Por bferreira

Rio - Na hora de largar o vício, ex-fumantes brasileiros escolhem técnicas pouco convencionais. Curandeiros, familiares e amigos foram alguns dos ‘tratamentos’ escolhidos, segundo pesquisa da Universidade Federal de São Paulo (Unifesp) divulgada ontem.

De acordo com o estudo, 62,5% recorreram a um membro da família e 25,7% a curandeiro ou pastor. Além disso, 16,6% optaram por médicos e 12,3% por amigos. Apenas 4,9% procuraram um programa de tratamento de tabagismo. Já entre os fumantes que tentaram abandonar o vício, 51,8% escolheram a ajuda familiares; 41,3% de amigos; 35% de médicos.
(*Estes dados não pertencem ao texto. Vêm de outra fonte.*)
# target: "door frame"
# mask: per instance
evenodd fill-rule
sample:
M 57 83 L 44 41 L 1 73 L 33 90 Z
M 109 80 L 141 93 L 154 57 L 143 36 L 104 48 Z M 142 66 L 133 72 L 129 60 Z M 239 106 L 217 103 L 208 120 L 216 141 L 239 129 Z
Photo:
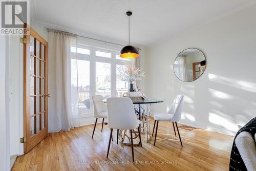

O índice de quem procurou tratamento especializado foi maior (17%).

“Apesar de 90% terem dito que gostariam (de parar de fumar), só 7% realmente têm planos para parar. Imaginamos que o restante são pessoas que têm dependência mais severa e não planejem”, disse Clarice Madruga, uma das responsáveis pelo estudo

Os dados integram o segundo ‘Levantamento Nacional de Álcool e Drogas’, feito pela Unifesp. Foram entrevistadas 4.607 pessoas acima de 14 anos de todo o país, em 2012. A primeira versão da pesquisa foi feita em 2006.

Nestes seis anos, a taxa de fumantes caiu 20% no país. Em 2012, fatia de 15,6% da população brasileira declarava usar o tabaco. Em 2006, foram 19,3%. Apesar da queda, o número de cigarros consumidos por dia subiu de 12,9 para 14,1 entre 2006 e 2012.

Outro dado preocupa: o índice de quem fuma o primeiro cigarro até cinco minutos após acordar passou de 17,9% para 25,3%. O Brasil tem 20 milhões de fumantes e 70 milhões de fumantes passivos.

Jovens mais conscientes

Os adolescentes estão mais conscientes sobre os riscos do fumo. Entre as pessoas de 14 a 18 anos, a redução de tabagistas foi de 45%, entre 2006 e 2012. Em 2006, 6,2% dos jovens eram fumantes e, em 2012, esse índice caiu para 3,4%. A idade média de experimentação de cigarros foi de 16 anos, em 2012, índice semelhante a 2006. Mais da metade (62%) disseram não encontrar problema para comprar cigarros. Quase 40% dos fumantes de todas as idades têm pelo menos um dos pais fumante. Entre os que não fumam, a taxa é de 26%.